After retirement, Ten Rouwelaar became the goalkeeping coach of NAC Breda in 2016. In 2018, he was the goalkeeping coach at Netherlands U-20 along his club duties. In 2020, he left the Dutch club and served as goalkeeping coach in Anderlecht under manager Vincent Kompany. He followed Kompany to join Burnley in 2022. In 2024, he joined Ajax briefly but left within eight days to join Manchester United under manager Erik ten Hag.

Following Ten Hag's departure and Amorim's appointment, Ten Rouwellar left Manchester United and moved to fellow Premier League club Leicester City in 2024 as a first-team coach under the new Dutch manager Ruud van Nistelrooy.

==Career==
===Coaching career===
On 29 April 2016, during the match against Go Ahead Eagles the fans started to applaud his recently deceased mother at the 61st minute in reference to his mother's age. On 19 May 2016, he played his last match during the playoffs of the Dutch professional competitions.

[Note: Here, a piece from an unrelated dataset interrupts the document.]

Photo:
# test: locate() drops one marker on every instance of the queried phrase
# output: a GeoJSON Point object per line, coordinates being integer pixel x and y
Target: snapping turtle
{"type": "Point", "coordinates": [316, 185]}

After his active career, he was immediately hired as goalkeeper coach for NAC Breda, where he stayed until the summer of 2020. From there, he was hired in an identical position at Anderlecht. During the 2018–19 season, Ten Rouwelaar was also functioning as a goalkeeper coach for the Dutch U-20 national team.

In July 2022, Jelle ten Rouwelaar moved to English Premier League club Burnley under newly hired manager, Vincent Kompany, who he also worked under at Anderlecht.

In July 2024, he joined Ajax as goalkeeping coach, but left within eight days, as his compensation fee was paid by Manchester United, who signed him to replace Richard Hartis, who left the club after five years, as a part of the overhaul under the new ownership structure. On 11 November 2024, following Ruben Amorim's appointment as head coach, ten Rouwelaar left Manchester United's coaching staff.

In November 2024, ten Rouwelaar joined Premier League club Leicester City as part as new manager Ruud van Nistelrooy's coaching staff. He left on 4 July 2025 to become the goalkeeping coach of Brighton & Hove Albion.